3. What will the denomination look like after churches take the exit clause?
If an exit only plan is indeed all that is passed by GC2019, who will take that exit? While the conventional wisdom would say, "traditionalists," the question still remains how many. Moreover, will others also take the exit? Are there progressives who would like to leave as well? Are there other congregations who would like to shed their denominational ties for reasons that are not directly tied to debates over sexuality? Would any churches in the central conferences use the opportunity to exit the denomination - either because of issues related to sexuality or because of unrelated power struggles among local leaders?
When the dust settles, how many people will be left within The United Methodist Church, where will they be located, and what will their theological and spiritual inclinations be? And how much money will they continue to give toward connectional ministries through the apportionment system? The GCFA board has already recommended a 23% reduction in US apportionments for the 2021-2024 quadrennium. If substantial number of American United Methodists leave the church, this will have further deleterious effects on general agencies and other connectional ministries.

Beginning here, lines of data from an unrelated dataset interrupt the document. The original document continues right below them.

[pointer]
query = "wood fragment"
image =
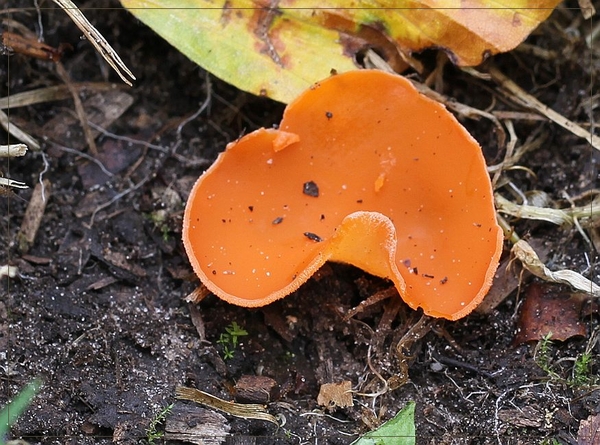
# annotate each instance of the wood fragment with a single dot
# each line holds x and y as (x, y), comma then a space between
(507, 280)
(17, 133)
(243, 410)
(196, 425)
(33, 215)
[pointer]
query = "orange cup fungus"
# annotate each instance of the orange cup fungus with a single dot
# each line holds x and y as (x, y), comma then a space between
(362, 170)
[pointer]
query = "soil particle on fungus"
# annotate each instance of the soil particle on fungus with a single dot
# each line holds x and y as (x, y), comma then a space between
(310, 188)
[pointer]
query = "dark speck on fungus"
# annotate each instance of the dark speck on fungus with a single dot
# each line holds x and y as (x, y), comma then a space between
(310, 188)
(313, 237)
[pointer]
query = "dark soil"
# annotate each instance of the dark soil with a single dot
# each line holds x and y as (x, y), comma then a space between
(98, 311)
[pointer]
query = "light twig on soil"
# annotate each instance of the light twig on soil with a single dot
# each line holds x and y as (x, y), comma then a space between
(520, 97)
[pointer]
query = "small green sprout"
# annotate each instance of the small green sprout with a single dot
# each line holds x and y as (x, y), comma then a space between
(582, 370)
(12, 411)
(152, 432)
(542, 355)
(230, 339)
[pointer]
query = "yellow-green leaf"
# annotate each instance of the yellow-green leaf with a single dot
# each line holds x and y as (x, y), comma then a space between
(277, 48)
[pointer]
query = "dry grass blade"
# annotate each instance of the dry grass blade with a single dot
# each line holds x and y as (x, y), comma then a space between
(17, 133)
(243, 410)
(96, 39)
(530, 260)
(519, 96)
(555, 216)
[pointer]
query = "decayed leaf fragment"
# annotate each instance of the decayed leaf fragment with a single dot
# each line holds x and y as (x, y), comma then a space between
(335, 395)
(589, 431)
(277, 49)
(548, 312)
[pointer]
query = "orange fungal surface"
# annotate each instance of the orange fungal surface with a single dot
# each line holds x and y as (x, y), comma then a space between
(362, 170)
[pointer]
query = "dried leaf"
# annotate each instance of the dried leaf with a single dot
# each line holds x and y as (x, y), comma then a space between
(335, 395)
(276, 49)
(547, 312)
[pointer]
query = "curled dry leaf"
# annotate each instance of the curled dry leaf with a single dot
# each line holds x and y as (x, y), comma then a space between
(277, 49)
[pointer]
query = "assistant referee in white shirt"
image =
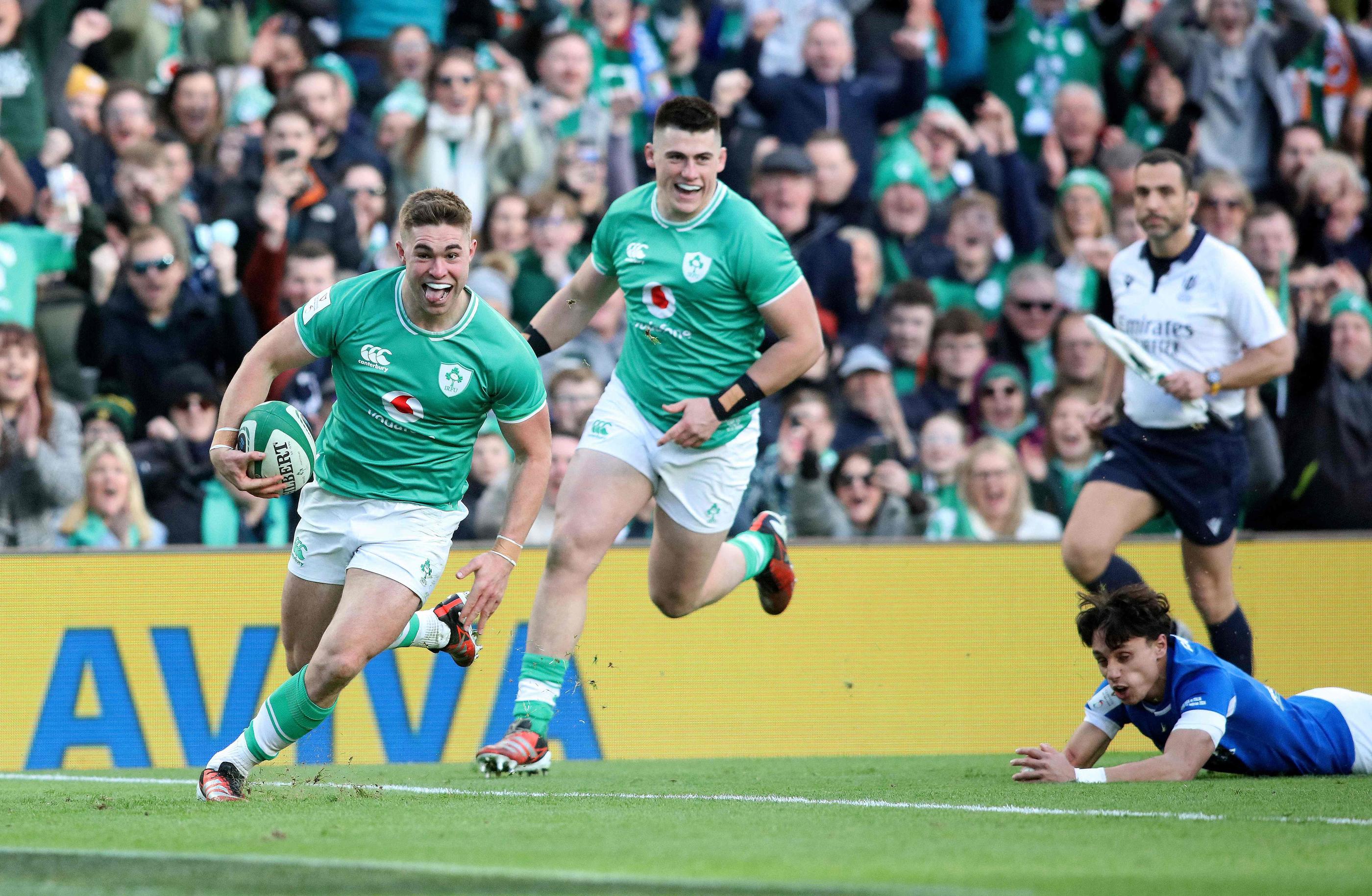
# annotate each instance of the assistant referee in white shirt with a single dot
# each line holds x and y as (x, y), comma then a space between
(1197, 304)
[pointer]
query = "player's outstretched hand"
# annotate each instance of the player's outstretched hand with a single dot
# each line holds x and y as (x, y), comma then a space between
(1043, 763)
(696, 426)
(234, 465)
(491, 575)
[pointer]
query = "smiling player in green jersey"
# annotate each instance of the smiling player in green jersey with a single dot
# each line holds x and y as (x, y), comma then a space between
(419, 362)
(702, 271)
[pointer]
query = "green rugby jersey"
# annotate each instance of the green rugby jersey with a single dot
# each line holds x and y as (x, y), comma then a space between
(693, 290)
(411, 403)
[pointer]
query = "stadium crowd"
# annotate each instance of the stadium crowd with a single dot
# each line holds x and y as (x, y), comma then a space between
(954, 177)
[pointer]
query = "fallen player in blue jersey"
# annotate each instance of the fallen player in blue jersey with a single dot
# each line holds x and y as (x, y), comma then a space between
(1201, 711)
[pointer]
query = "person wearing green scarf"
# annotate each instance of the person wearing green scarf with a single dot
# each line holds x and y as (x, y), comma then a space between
(901, 191)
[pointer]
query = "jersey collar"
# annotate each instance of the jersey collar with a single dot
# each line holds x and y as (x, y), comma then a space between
(448, 334)
(695, 223)
(1187, 254)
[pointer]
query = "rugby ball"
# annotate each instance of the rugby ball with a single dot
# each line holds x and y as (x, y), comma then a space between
(282, 433)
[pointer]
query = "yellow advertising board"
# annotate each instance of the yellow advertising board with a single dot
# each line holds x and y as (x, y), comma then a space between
(160, 659)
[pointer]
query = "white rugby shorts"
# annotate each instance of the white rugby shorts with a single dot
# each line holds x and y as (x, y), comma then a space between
(699, 489)
(1356, 710)
(405, 542)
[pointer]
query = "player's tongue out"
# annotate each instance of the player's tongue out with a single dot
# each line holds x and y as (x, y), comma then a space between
(436, 291)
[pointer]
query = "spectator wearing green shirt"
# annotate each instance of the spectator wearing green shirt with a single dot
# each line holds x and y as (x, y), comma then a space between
(28, 253)
(110, 512)
(1083, 243)
(555, 253)
(1023, 337)
(943, 446)
(1157, 105)
(151, 39)
(1038, 47)
(562, 105)
(1071, 452)
(976, 279)
(908, 326)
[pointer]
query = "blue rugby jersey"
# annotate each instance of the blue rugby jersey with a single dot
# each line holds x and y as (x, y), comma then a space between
(1260, 732)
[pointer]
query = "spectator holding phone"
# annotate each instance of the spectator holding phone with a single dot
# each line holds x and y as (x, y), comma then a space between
(803, 442)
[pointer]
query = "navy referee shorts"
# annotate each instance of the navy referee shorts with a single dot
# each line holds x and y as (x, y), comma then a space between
(1200, 477)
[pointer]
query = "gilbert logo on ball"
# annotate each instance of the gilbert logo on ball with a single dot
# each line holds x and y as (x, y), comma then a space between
(283, 436)
(402, 407)
(659, 300)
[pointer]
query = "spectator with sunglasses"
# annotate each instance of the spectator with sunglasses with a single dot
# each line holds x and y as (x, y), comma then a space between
(364, 186)
(859, 499)
(992, 501)
(1024, 335)
(179, 482)
(1079, 357)
(154, 320)
(1225, 205)
(462, 145)
(805, 441)
(1005, 411)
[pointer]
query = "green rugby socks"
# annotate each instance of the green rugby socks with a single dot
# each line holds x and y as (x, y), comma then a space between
(758, 551)
(287, 715)
(424, 630)
(539, 684)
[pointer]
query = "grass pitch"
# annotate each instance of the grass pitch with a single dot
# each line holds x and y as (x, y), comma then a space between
(910, 825)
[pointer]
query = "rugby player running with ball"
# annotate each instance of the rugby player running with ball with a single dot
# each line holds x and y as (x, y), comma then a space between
(702, 271)
(419, 362)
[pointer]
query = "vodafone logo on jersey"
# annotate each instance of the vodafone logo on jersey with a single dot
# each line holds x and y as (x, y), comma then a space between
(659, 300)
(402, 407)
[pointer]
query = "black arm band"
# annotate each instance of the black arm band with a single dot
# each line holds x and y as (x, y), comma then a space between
(537, 342)
(752, 393)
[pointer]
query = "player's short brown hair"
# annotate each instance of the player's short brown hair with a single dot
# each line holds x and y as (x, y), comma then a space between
(1134, 611)
(686, 113)
(436, 208)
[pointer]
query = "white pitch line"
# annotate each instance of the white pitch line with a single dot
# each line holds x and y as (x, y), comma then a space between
(728, 798)
(515, 874)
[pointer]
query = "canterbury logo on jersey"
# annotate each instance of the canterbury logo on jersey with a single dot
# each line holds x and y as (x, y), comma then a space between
(376, 357)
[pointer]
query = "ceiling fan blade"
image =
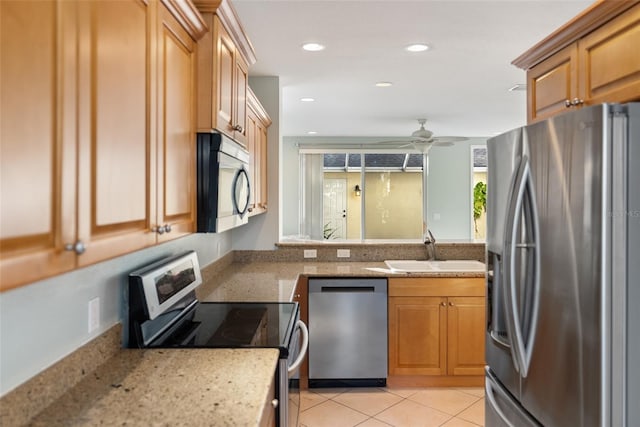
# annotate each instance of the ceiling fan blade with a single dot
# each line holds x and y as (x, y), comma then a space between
(448, 140)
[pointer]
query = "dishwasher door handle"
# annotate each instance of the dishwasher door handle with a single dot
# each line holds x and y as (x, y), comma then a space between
(348, 289)
(303, 347)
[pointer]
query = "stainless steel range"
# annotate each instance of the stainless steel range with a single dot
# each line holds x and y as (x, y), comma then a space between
(165, 313)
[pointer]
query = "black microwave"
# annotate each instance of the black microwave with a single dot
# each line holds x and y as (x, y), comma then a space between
(224, 184)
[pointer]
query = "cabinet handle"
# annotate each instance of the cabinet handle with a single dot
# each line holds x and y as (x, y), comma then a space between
(77, 247)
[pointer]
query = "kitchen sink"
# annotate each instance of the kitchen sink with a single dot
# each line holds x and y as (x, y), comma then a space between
(409, 266)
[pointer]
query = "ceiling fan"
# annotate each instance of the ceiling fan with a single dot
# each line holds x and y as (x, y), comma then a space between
(422, 139)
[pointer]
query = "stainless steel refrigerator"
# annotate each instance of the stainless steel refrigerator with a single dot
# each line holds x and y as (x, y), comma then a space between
(563, 271)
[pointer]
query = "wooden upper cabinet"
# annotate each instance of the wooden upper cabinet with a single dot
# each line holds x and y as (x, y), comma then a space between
(610, 61)
(37, 140)
(97, 135)
(222, 83)
(258, 122)
(552, 83)
(114, 192)
(176, 129)
(592, 59)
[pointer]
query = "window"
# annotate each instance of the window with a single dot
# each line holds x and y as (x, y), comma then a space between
(361, 195)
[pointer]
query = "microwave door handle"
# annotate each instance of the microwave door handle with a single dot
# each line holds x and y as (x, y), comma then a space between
(303, 347)
(514, 213)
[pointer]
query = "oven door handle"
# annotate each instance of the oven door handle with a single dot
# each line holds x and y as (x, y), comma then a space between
(303, 348)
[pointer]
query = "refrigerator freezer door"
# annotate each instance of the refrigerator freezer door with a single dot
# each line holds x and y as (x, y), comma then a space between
(567, 153)
(504, 156)
(501, 410)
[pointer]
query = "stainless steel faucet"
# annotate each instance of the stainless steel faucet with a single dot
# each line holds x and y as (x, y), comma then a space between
(430, 241)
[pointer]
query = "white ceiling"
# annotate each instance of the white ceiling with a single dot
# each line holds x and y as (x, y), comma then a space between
(460, 85)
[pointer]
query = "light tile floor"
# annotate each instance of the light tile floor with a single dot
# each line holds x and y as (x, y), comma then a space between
(384, 407)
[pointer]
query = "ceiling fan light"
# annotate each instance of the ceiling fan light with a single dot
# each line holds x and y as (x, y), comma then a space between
(313, 47)
(422, 133)
(417, 47)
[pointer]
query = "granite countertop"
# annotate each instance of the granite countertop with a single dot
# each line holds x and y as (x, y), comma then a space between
(198, 386)
(213, 387)
(276, 281)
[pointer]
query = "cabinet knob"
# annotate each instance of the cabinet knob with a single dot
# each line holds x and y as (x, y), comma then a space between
(78, 247)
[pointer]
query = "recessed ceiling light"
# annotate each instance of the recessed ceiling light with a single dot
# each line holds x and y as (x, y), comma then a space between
(312, 47)
(418, 47)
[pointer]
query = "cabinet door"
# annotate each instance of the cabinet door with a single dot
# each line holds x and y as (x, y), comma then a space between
(176, 128)
(241, 80)
(253, 160)
(610, 61)
(114, 190)
(551, 83)
(37, 140)
(264, 192)
(417, 335)
(466, 320)
(225, 68)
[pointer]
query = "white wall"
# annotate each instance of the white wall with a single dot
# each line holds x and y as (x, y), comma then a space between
(45, 321)
(448, 194)
(262, 231)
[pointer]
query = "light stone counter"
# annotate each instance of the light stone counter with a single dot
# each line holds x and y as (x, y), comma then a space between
(191, 387)
(276, 281)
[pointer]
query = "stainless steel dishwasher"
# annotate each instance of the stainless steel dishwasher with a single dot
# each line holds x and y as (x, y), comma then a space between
(347, 332)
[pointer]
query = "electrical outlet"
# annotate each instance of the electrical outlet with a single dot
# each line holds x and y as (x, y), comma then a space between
(343, 253)
(94, 314)
(310, 253)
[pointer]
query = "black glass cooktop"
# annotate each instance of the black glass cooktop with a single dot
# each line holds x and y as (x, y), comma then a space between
(229, 325)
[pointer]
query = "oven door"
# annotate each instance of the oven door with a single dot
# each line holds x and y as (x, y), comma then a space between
(234, 192)
(289, 394)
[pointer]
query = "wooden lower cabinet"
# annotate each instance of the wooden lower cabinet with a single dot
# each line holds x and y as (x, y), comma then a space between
(436, 332)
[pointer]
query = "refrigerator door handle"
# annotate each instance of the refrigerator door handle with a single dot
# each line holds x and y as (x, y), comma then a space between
(523, 204)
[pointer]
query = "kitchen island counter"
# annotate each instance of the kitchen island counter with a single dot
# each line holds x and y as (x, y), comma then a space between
(213, 387)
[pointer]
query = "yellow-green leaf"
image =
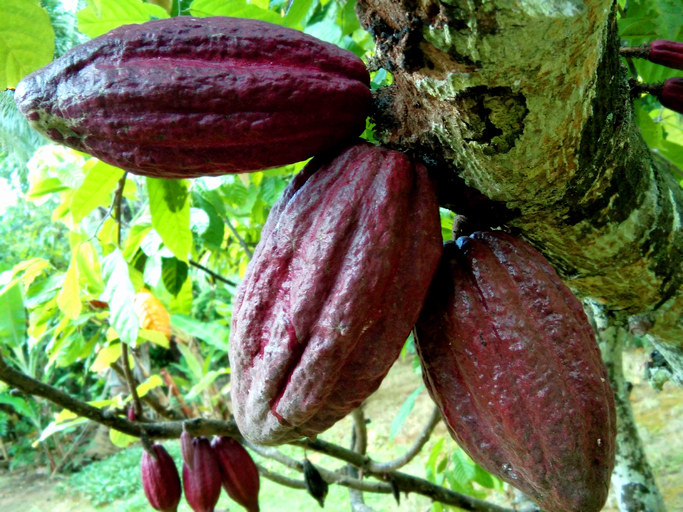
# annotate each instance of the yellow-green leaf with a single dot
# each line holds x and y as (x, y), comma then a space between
(69, 297)
(97, 188)
(99, 17)
(27, 42)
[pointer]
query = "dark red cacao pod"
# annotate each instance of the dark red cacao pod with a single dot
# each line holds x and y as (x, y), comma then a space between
(185, 97)
(509, 357)
(666, 53)
(202, 478)
(332, 291)
(671, 95)
(238, 472)
(160, 479)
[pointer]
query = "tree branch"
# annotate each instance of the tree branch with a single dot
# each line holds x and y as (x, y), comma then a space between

My point here is not that an exit only situation would necessarily be good or bad. I pray that God lead the church and GC2019 in their decision-making. I know that whatever decisions are made, some change will come, and change always has both good and bad aspects to it.
I do, however, think that it would behoove GC delegates and other leaders to begin thinking about what an "exit only" scenario would look like and what it would mean for the church, rather than focusing all their attention on the other plans. The more prayerful time and reflection that goes into an "exit only" plan, the better it will be, if that is indeed what comes to pass.